11 Best Countries to Visit LGBT Friendly

Working abroad has many perks, from the opportunity to experience different cultures to progress in careers. However, decision-making can be more challenging for LGBT than for heterosexuals. LGBT is a crime in some parts of the world, and LGBT rights are decreasing in many areas. Fortunately, there are many nations where LGBTs are friendly welcomed, as you can find some of these countries in this article.  You should see reviews from BritainReviews.co.ukfor feedbacks about some of these LGBT-friendly countries.

Here are some of the countries LGBTs can visit.

·       Argentina

As the first Latin American country to accomplish this, Argentina legalized LGBT marriage back in 2010. When you visit Argentina, you get to see more than 30 national parks, the lovely metropolis of Buenos Aires, and the tango. Before you travel to Argentina to enjoy all its pleasures, you should read reviews on online travel insurance reviews to have insight into the insurances that will benefit you.

·       Ireland

Ireland is the first to legalize same-sex marriage by popular voting in 2015 and provides strict protection from discrimination against LGBT. The city is one of the best gay-lesbian countries globally, with Dublin on the ‘best cities in the world’ list for Condé Nast Traveler.

·       Uruguay

Uruguay is one of the most LGBT countries in South America and one of Gallup’s most acceptable lesbian and gay countries globally. It also led to laws expanding the rights of transgender, among them one adopted in 2009, which enables Trans persons to modify their official documents to reflect their gender identity.

·       Sweden

Sweden appears on both the “Top Places for Gay People to Live” list from Gallup and the HSBC ex-pat list.

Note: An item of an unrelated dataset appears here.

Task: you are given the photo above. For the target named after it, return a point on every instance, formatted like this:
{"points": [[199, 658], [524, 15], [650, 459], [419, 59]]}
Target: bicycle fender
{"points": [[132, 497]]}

In the Scandinavian country, same-sex marriage has been allowed since 2009, with discrimination against LGBT illegal since the 1980s.

·       Canada

Canada is America’s neighbour in the north that approves same-sex marriage back in 2005, with LGBT openly becoming the new prime minister. According to recent research, Canada also houses Vancouver and Toronto, two of the top expatriate cities in the world.

·       France

Paris, in particular, has an extraordinarily active LGBT culture, especially in the nightlife of the Marais. France allowed LGBT marriage in 2013 and is the world’s first country to de-list mental health transgender marriage identity.

·       The Netherlands

According to Gallup, the Netherlands is regarded as the world’s most LGBT country and was also the first country to allow LGBT marriage in 2000. Amsterdam, its capital, is a major tourist destination for LGBT and one of the world’s greatest cities for ex-pats.

·       Denmark

Denmark was the first country in the world to recognize LGBT unions since 1989, and in 2012 the Scandinavian State formally recognized LGBT marriage. Denmark has been designated one of the “Top Gay Live Places” by Gallup, and its capital, Copenhagen, is regarded among the leading ex-pat towns.

·       Luxembourg

LGTB was allowed in 2014 in Luxembourg, and its first European leader was Xavier Bettl, who married a same-sex partner during his tenure. The little European nation is notably recognized for its white and sparkling wines, a fantastic spot for wine enthusiasts. It is a great place to visit if you are a wine lover!

·       South Africa

South Africa was the first to allow same-sex marriage in 2006 in Africa — and there is still a second one. Johannesburg is the largest city and is also the LGBT epicentre of the country: the annual Jo’Burg Pride event, the International Gay and Lesbian Film Festival in Africa, and several of the yearly Mr Gay South Africa competitions are held in Johannesburg.

·       Spain

According to the Pew Research Center, around 90% of Spanish inhabitants agree that lesbians and gay persons should be welcomed; and Gallup has Spain as number 1 the country for LGBT with the Netherlands. Also, in 2005, Spain was one of the first to allow LGBT marriage. LGBT culture, whether through writing Federico Garcia Lorca or Pedro Almodóvar’s films, has affected a large proportion of Spanish art.